The Fair Work Ombudsman had every reason to be “shocked” at recent admissions by grocery giant Woolworths that it has shortchanged employees by up to $300 million. The regulator, Sandra Parker, was not just shocked that Woolworths had joined that long list of major companies found to be underpaying staff – a list that has included such stalwarts as Wesfarmers, Super Retail Group, Michael Hill Jewellers, Domino’s Pizza and 7-Eleven. It was more even than what she described as the
the “massive scale” of the breach of Australian workplace laws.
What made the breach so outrageous to her was that this latest disclosure was the third major wages issue involving Woolworths.
When employees are worse off
The retailer has previously tested the regulator over trolley collection contractors exploiting workers for the supermarkets.
Subsequently, Woolworths was found to have shortchanged some employees in an enterprise bargaining agreement (EBA) which it had negotiated with the Shop Distributive and Allied Employees Association (SDA), a deal that failed to meet Fair Work Act requirements that no employee should be worse off than previously under any new agreement.
Woolworths is yet to fully quantify the current underpayments of salaried staff against entitlements under the Grocery Industry Retail Award, but the retailer estimates the shortfall on wages to be between $200 million and $300 million, and says it believes that the underpayments date back to 2010.

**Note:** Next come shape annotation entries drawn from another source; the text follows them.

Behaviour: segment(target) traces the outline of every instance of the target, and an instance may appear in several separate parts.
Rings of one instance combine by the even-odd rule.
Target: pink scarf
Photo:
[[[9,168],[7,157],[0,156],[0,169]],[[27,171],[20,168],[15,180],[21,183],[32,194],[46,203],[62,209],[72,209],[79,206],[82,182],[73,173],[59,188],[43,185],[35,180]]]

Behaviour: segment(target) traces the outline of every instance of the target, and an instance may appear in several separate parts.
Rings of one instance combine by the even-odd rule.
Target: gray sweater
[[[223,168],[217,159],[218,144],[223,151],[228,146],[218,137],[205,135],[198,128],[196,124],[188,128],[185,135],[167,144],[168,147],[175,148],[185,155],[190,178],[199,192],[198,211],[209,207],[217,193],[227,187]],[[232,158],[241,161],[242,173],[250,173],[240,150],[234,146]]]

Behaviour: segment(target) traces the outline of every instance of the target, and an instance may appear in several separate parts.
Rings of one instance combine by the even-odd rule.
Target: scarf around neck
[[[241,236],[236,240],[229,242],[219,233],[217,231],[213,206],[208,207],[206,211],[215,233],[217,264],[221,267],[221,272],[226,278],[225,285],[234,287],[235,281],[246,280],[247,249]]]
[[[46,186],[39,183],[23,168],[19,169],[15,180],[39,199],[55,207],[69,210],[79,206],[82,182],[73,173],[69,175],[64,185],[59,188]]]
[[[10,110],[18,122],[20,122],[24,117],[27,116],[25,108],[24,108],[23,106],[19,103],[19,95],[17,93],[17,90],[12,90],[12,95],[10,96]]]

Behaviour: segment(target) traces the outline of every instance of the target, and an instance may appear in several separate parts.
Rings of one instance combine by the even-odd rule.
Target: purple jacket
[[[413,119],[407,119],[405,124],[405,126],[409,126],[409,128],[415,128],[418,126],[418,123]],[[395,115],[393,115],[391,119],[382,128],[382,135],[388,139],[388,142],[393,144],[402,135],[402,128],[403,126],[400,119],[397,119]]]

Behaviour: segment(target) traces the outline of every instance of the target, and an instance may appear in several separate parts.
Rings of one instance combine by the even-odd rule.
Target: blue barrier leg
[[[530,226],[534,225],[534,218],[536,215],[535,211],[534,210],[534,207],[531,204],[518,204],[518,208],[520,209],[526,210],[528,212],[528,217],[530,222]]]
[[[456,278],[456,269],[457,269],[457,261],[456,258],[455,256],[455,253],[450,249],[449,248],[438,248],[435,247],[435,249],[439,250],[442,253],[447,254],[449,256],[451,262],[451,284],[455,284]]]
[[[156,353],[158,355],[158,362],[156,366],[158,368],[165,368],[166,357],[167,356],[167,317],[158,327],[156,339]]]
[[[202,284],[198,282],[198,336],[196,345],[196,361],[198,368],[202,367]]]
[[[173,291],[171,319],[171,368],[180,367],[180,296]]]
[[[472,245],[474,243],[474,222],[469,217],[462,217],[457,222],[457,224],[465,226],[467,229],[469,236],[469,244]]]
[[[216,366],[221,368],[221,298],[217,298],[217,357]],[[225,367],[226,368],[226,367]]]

Woolworths claims that the underpayments were detected under a review following the implementation of a new EBA for its supermarkets and Metro stores.
However, the Retail and Fast Food Workers Union claims that store employees discovered and reported the underpayments.
Woolworths casual staff and the union also identified the discrepancy that left some employees with lower wage entitlements than they had before a new EBA was signed off by Woolworths and the SDA.
Moving beyond self-disclosure
The Fair Work Ombudsman has indicated that the office will conduct an investigation in relation to Woolworth’ self-disclosure and “hold them to account for breaching workplace laws”.
The investigation is expected to check whether employees of other Woolworths businesses were also underpaid – that would include workers at Endeavour Drinks, Big W and Dick Smith.
Woolworths CEO Brad Banducci has indicated the company will itself undertake checks of its other businesses to ensure they also have not breached workplace laws.
The regulator will also want to determine that there are not more than the 5700 employees Woolies has identified as being shortchanged, including people who no longer work for the company.
Parker has expressed frustration at the number of large companies that have not classified staff correctly, or have not paid overtime or penalty rates or completed annual pay reconciliations where they are required.
Woolworths’ mea culpa – an unreserved apology for “letting down its team” and back payments with interest for affected employees – may not be enough to avoid penalties, future audits or other compliance checks.
Parker says that while the regulator encourages corporates to cooperate with it to rectify breaches, “they must understand that admission is not absolution”.
“Companies should expect that breaking workplace laws will end in a public court-enforcement outcome,” she warns.
“Companies and their boards are on notice that we will consider the full range of enforcement options available under the Fair Work Act, including court-enforceable undertakings and litigation where appropriate,” Parker said last week following the Woolworths announcement.
Being sorry is not enough
While many of the instances of underpayment of wages and entitlements have not been deliberate, Parker is adamant that non-compliance with workplace laws results from ineffective governance combined with complacency and carelessness towards employee entitlements.
In 2010, the Fair Work Commission started an award modernisation program, yet the retail, fast food and pharmacy awards all remain complicated because of casual and part-time employee arrangements and complex staff rosters that incorporate penalty rates.
However, some of the companies like Woolworths, have negotiated enterprise agreements that create new provisions or modify the relevant industry awards to suit the operational demands of the business.
That is one of the things that truly puzzles the Fair Work Ombudsman – how can a retailer fail to meet the provisions it has negotiated itself.